Normally it needs port 21 to the FTP server and port 20 (ftp-data) backwards.
Check with telnet

ftpserver$ telnet ftpclient 20

Are the files transferring at all? If it's just very slow, I would look at network speed settings. If the switch and the card in your server do not agree, then there will be serious interference. We had a server that was plugged into a switch that forced the port to be 100M full duplex. The card in the server was only capable on 10M half duplex.

Everything was fine until we tried an FTP when the volume of traffic clobbered it. Telnet users were getting 2-3 seconds response times to key-strokes and other horrible things, yet the server's CPU was fine. I had another where we replicate data cross site. After a powerdown the switch lost it's temporary config forcing the port speed to 1Gb and dropped it to 100M with similar consequences.

Can you find a command like entstat that can give you the detail about how your cards are configured? You can then discuss them with the network people over speed settings. They may also need to check all the hops involved in the process.

Here is this site's man page for entstat

Robin

This occurs while processing the 'n'th file during an 'mget'. If it were firewall/port, it would never get that far.

---------- Post updated at 04:54 PM ---------- Previous update was at 04:51 PM ----------

Yes, at the time of the hang, it has already processed well over a dozen files of similar size on the same 'mget' command. Up to that point, all files transferred in reasonable time.

One thing I hadn't noticed when I first posted .. on both runs it hung on the same file.

Could the file actually be a pipe (with no input process) or a link that is confusing it?

Is the data transfer rate good up to that point?

Robin

I remember a problem that a certain file got stuck during transfer at a certain point.
Regardless if svn or ftp was used. It turned out the problem was with the MPLS provider - who finally solved it.

Just an update to all ... two batch runs (shell script) using 'mget' were able to succesfully transfer a few dozen files before stalling out on the same file each time. After killing the ftp, the file in question is in the target directory, and at first glance looks good .. it's file size is comparable to all of the others - in the 3.5 to 4.5 GB range. But comparison to the file on the source server shows the transferred file is still a few GB short of complete. Most of these files transfer in about 5 minutes.

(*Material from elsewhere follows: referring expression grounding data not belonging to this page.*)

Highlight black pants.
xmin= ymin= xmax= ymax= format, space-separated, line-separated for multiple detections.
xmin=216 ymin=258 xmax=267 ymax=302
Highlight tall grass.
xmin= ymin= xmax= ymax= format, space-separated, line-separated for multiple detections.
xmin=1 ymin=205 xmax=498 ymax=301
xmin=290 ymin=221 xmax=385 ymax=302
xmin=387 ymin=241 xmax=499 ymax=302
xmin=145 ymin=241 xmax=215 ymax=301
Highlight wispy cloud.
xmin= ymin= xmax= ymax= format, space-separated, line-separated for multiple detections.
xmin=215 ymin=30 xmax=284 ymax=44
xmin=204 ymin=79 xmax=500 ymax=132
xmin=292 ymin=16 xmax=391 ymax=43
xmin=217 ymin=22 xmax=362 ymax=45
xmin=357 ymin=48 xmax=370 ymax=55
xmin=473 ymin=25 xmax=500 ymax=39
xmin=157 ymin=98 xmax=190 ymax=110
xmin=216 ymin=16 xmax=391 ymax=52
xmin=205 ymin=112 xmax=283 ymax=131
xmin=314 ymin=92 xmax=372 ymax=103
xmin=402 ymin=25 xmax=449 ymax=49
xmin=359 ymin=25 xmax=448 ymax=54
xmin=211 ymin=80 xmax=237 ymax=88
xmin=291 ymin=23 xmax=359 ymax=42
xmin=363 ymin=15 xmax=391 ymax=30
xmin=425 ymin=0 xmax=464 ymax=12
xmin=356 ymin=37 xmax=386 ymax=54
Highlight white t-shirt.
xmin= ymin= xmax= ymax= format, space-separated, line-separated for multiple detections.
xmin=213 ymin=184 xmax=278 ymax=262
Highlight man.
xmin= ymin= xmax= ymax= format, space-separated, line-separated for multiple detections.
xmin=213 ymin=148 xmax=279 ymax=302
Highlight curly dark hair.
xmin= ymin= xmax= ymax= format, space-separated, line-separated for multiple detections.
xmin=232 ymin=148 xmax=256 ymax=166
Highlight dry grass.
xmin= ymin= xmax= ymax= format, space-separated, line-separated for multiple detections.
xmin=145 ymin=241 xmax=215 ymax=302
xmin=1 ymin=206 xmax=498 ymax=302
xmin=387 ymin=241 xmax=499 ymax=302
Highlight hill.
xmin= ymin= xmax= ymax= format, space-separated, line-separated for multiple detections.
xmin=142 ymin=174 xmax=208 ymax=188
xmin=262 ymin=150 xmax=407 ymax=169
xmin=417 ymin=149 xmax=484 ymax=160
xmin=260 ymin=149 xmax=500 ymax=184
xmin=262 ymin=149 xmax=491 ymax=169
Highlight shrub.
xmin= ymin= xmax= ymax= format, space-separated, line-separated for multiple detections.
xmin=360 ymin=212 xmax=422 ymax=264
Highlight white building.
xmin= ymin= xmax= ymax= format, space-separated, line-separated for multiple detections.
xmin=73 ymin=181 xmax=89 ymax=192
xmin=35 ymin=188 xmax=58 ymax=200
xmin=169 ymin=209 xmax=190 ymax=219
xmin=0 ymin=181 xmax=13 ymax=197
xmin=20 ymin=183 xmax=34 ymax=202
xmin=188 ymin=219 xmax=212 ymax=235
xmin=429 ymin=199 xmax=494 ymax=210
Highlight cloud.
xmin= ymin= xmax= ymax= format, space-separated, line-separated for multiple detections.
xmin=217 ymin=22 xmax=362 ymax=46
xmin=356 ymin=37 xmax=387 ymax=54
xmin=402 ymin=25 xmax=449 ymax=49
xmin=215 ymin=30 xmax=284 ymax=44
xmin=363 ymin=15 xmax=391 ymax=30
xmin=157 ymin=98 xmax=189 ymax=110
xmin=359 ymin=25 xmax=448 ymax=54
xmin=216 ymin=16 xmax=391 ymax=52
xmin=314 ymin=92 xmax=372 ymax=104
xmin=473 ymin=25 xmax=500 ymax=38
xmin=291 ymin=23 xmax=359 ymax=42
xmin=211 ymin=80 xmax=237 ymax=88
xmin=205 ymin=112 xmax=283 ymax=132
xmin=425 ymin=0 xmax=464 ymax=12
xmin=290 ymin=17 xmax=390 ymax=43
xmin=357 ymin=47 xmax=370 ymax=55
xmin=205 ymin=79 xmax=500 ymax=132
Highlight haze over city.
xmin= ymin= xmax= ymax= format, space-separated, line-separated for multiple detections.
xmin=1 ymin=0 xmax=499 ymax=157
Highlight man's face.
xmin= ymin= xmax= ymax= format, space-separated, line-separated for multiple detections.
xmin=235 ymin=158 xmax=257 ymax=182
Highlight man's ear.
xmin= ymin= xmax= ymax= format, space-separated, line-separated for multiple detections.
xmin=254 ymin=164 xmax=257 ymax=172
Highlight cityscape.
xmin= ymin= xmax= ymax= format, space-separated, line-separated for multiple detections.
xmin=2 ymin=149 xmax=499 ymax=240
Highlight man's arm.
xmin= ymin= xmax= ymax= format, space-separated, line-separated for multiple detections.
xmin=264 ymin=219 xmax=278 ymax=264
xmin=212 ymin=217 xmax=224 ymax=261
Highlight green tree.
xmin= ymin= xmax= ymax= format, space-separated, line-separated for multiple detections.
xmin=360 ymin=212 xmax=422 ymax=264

Today I tried to pull it manually. Started ftp at a command line and did a simple 'get' on the one file. After 20 minutes I killed it. I also did a simple get on another file from the same set and it completed in about 4 minutes, exactly as expected. So it would appear that there is something about the individual file, but I don't know what it would be. It is part of an Oracle database backupset - created by oracle's rman utility. I ran an rman 'verify' against it and it came up clean from that standpoint.

So, I can conclude ..

  1. since it always hits on that one file and only that one file, I can eliminate transient network issues.
  2. since it occurs on that file whether as part of a batch transfer or just the single file, I can eliminate any 'ftp flooding' that I've seen reference to here and there.

At this point I'm just going to let the normal weekend process run again on schedule, but if anyone has any good theories that fit all of the observations so far, I'd be willing to entertain them. If not, I'll have to figure the problem has been found to be off-topic for this forum.

Ensure your ftp service does not have a (default = 5 min) timeout!
If the transfer stalls at a certain bit pattern, and it goes over a WAN, check with your WAN provider!

I've been called "a few GB short of complete" before too. :o

Could there be what is called a packet-shaper on the network to throttle high use connections, or perhaps there is something that flips to an alternate path after a few minutes and the process is not working properly.

The default timeout is probably most likely though. Have a go with a larger file if you can. Probably best to make one with tar (get something really large) & compress (squeeze out anything that your ftp/sftp might be optimising)

Can you run it manually but use the hash subcommand before the get . It will display progress markers and you can then get a better timing for when it is stopping.

Nothing else leaps out at the moment I'm afraid.

Robin